Today is the last day of my week-long family vacation at the Outer Banks of North Carolina. I brought a couple of books that I thought would be fitting for my environment, among them Song for the Blue Ocean by Carl Safina and The Wind Birds by Peter Matthiessen. I was particularly excited for the latter, thinking that I would be reading Matthiessen’s book on the shorebirds of North America while watching sandpipers peck at the sand and plovers fly overhead. No such luck. Aside from a few gulls (and really, there were only 3 or 4 at any given time…a beach trip surprisingly lacking in something that is so commonly seen!), all I saw were some Boat-tailed Grackles.



What were these blackbirds doing here, filling the niche where I thought I would find sandpipers? They walked along the beach, poking their beaks in the sand, as unafraid of the incoming waves as any ocean bird. In fact, this bird is found exclusively on the Gulf and Atlantic coasts, and they are so adapted to a water environment that babies that fall into the water can actually swim, using their wings like flippers. Usually found in freshwater or salt marshes near the coast, I suppose it is not surprising that the birds would be found on the beach as well. Omnivorous birds who will eat garbage and are found in cities, it is also not surprising that they would be found in an area that is becoming increasingly more developed, as beach front properties support larger and larger houses and vacationers return year after year, never neglecting this beautiful place.
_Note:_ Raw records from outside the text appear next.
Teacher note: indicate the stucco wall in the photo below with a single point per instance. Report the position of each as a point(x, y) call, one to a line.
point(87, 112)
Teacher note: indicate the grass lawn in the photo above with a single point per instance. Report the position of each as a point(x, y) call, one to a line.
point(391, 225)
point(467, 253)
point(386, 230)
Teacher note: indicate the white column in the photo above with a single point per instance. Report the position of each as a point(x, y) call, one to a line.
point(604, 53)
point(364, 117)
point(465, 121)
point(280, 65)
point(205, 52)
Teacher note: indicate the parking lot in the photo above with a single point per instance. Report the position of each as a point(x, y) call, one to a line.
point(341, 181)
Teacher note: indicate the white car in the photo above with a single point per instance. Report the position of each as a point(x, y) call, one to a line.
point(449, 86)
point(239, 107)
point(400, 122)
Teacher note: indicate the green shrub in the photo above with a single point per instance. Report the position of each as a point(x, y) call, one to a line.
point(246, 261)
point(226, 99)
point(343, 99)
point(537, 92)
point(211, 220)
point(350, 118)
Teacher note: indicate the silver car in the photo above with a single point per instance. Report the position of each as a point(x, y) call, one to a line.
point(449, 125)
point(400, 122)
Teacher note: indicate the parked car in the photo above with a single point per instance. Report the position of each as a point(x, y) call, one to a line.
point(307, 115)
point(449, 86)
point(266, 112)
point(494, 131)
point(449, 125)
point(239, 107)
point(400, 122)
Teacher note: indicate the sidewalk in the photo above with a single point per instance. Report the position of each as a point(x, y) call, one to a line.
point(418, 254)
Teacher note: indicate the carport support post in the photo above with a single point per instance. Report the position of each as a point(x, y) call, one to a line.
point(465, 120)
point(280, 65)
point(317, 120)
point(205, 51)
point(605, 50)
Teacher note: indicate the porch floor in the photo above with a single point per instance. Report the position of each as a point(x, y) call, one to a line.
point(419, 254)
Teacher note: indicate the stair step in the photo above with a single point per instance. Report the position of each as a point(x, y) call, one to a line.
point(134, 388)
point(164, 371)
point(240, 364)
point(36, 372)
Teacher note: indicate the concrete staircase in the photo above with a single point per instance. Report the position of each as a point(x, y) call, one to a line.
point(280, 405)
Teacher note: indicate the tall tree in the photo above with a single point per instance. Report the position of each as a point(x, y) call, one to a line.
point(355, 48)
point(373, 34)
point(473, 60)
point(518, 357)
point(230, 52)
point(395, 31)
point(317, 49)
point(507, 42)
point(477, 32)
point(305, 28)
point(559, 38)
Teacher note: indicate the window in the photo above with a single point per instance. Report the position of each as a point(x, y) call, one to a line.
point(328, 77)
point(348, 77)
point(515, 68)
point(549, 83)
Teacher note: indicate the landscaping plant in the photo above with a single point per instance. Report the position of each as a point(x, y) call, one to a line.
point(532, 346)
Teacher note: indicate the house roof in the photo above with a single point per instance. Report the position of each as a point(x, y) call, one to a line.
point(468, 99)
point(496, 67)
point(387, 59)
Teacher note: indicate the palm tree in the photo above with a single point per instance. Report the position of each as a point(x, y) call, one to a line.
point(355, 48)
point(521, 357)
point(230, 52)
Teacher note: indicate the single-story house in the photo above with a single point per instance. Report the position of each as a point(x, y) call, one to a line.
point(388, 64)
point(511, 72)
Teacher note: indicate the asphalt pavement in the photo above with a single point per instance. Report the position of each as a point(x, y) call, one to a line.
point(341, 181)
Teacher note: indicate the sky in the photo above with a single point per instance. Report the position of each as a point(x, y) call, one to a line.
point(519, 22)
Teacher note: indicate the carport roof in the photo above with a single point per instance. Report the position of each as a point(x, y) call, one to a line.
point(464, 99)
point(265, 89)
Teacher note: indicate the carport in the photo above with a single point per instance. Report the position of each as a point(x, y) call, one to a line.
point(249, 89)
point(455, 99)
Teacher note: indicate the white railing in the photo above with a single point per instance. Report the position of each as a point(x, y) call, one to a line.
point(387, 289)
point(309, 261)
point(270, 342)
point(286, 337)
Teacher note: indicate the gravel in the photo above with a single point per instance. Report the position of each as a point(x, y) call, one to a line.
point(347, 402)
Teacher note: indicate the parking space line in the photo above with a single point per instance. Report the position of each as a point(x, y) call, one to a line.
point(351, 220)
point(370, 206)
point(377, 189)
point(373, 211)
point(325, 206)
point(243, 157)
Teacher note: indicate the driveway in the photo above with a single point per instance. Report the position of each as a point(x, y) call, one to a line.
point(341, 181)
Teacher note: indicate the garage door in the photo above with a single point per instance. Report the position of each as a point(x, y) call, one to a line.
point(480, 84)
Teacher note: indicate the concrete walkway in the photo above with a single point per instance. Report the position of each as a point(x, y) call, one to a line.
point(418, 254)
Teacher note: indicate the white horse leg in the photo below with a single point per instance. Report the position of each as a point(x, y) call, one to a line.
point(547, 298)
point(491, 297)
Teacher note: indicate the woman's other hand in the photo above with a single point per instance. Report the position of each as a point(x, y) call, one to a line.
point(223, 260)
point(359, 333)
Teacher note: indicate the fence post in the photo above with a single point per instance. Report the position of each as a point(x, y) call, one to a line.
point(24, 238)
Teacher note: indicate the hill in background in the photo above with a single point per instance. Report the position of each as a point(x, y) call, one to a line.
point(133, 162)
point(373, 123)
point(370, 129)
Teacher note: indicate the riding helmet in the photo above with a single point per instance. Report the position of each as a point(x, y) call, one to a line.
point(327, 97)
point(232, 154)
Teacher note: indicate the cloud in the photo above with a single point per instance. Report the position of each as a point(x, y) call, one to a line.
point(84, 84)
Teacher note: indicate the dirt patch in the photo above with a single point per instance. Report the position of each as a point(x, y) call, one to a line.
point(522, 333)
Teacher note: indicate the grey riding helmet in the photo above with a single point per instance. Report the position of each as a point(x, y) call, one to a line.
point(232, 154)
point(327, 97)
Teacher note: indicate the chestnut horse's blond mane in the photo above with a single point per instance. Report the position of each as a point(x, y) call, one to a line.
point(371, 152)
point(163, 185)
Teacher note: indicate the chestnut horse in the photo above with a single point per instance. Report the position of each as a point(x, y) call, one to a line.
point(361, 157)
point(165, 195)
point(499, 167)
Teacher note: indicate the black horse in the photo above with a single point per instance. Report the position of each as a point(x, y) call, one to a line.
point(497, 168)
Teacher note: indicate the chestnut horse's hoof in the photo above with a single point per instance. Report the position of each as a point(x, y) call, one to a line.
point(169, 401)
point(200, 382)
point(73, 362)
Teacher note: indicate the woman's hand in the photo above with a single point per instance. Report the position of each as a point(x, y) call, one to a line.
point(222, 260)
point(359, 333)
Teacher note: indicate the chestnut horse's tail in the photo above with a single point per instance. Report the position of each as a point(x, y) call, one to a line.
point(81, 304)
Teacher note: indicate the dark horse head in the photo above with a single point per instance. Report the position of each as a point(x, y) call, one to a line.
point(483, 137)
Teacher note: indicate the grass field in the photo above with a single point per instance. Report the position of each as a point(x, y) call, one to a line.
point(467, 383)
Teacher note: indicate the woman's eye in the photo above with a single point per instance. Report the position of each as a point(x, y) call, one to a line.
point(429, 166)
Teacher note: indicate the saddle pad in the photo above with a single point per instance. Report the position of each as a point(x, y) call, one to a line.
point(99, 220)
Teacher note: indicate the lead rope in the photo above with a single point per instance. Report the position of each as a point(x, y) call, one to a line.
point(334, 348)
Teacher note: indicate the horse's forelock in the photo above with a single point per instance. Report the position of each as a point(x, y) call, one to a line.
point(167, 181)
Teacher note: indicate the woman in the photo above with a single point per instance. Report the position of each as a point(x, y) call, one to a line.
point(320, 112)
I’ve watched the grackles for days now. Other than the occasional dolphin or sea gull, and a few lines of pelicans coasting above the water, they’re the only wildlife I’ve seen on the beach this week. Several keep flying out from beneath the Kitty Hawk pier, a hundred yards south of our house, where they must have built their nests. Others walk back and forth along the beach, spreading out their large tails as they take flight to avoid the large waves that roll into shore. I can’t recall ever seeing blackbirds like these so close to the ocean, and a part of me misses the mottled, beachy plumage of the shorebirds that Matthiessen writes about, but the presence of the Boat-tailed Grackle has given me the chance to learn about a new species. Their deep black plumage compliments the skate egg cases that lie strewn across the beach, and their call is one of spring, of sunshine and good weather. Like the ocean itself, the beach is full of surprises.

New Purpose

I began this blog as a way to begin writing on my senior thesis. I wrote about why I chose to write about birds, the three main texts I was planning to use, and a little bit about the bird imagery in Aldo Leopold’s A Sand County Almanac and Annie Dillard’s Pilgrim at Tinker Creek. I didn’t write very much more, because I started writing my actual thesis, which ended up being nearly 100 pages and earning me departmental honors in Environmental Studies and the Palamountain Prose Award. I had plans to continue working on it, but as Robert Burns said, “The best laid schemes of mice and men / Go often askew.” So I never added to the pages of my thesis, though I continued reading about birds. And now I will continue writing about birds, and other things, but for a different purpose. I am reinstating this blog so that I may continue writing. Specifically, I am going to work on my nature writing in this blog. As passionate about environmental literature as ever, and with a reading list including authors such as John Muir, Annie Dillard, John McPhee, David Quammen, Bill McKibben, and others, it’s time to become more serious about my own nature writing. I figure the best way to begin is by writing short entries about my daily observations in nature. And because I think it is fitting, I will begin with birds.